Address: 167 – 169 Wardour Street, London, W1F 8WR
Telephone: 020 7287 4243
I don’t know about you, but I have mixed feelings about the rise in those mega-deal, Buy-One-Get-One-Free meal vouchers. You know, the ones you get from colleagues and family members in those round-robin emails and inevitably print out illicitly using the printers at work. In some ways they’re amazing and have helped me dine out through many of my perennial, erm, cash-flow problems but I do have nagging doubts about the quality of food you get on a voucher meal, I massively resent going anywhere that does a deal unless I have a print-out in my sweaty palms and then there is still that unshakeable shame, the sheer indignity of presenting your voucher to the waitress. Do you just leave it on the table so that they will see it without you having to admit to being a pleb or cheeks flushed, eyes downcast, a coy smile dancing on your lips, do you draw it to their attention? It’s a bloody mine-field.
It’s a conundrum I had to face yet again when I wandered to SoHo with half of my Pub Quiz team, armed with a 2-4-1 Tasting Menu voucher for Imlis. This meant we could have a set-menu of Indian tapas or Thali if you prefer, with starters, main and dessert: all for £15 a head. It is sleek, smart almost nondescript and lacking in the charming and exotic decor that coloured all of my childhood experiences – as a young Brummie girl in the 80s- of going for dinner down the Curry House.

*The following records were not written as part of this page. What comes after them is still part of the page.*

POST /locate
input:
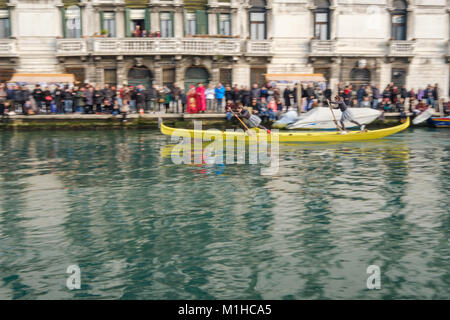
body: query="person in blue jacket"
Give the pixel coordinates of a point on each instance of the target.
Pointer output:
(220, 93)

The service was exemplary: attentive, friendly and quiet.
The food was presented and explained perfectly. We started with Coriander Vardi, Aloo Tikki Ragda and for the first time ever I tried Papdi Chaat: a despicably tasty combination of whole wheat crisps, bean sprouts, vermicelli, sweet yoghurt and mint chutney, which absolutely knocked my socks off. Next the bowls of curry arrived – not much we thought, but it was truly a case of our eyes being bigger than our bellies – there was Tiger Prawn Masala, Chicken Haryali, Rajasthani Lamb and oodles of sundries like rice, chapatis and daal. The curries were pretty good, although the daal was pretty watery and not the silky creamy dish that we had hoped for. We JUST about had room for a scoop of ice cream each and it turns out fig and ginger is a tounge-tingling combination. Utterly divine.
All of this for £15 a head – in relaxed surroundings, with smiley service – is really rather incredible. However, a little of me hankers for the curry houses of my youth: the fishtanks, faraway music and terrible wallpaper. The food too lacked drama. It needed more spice, more sizzle, more colour and life.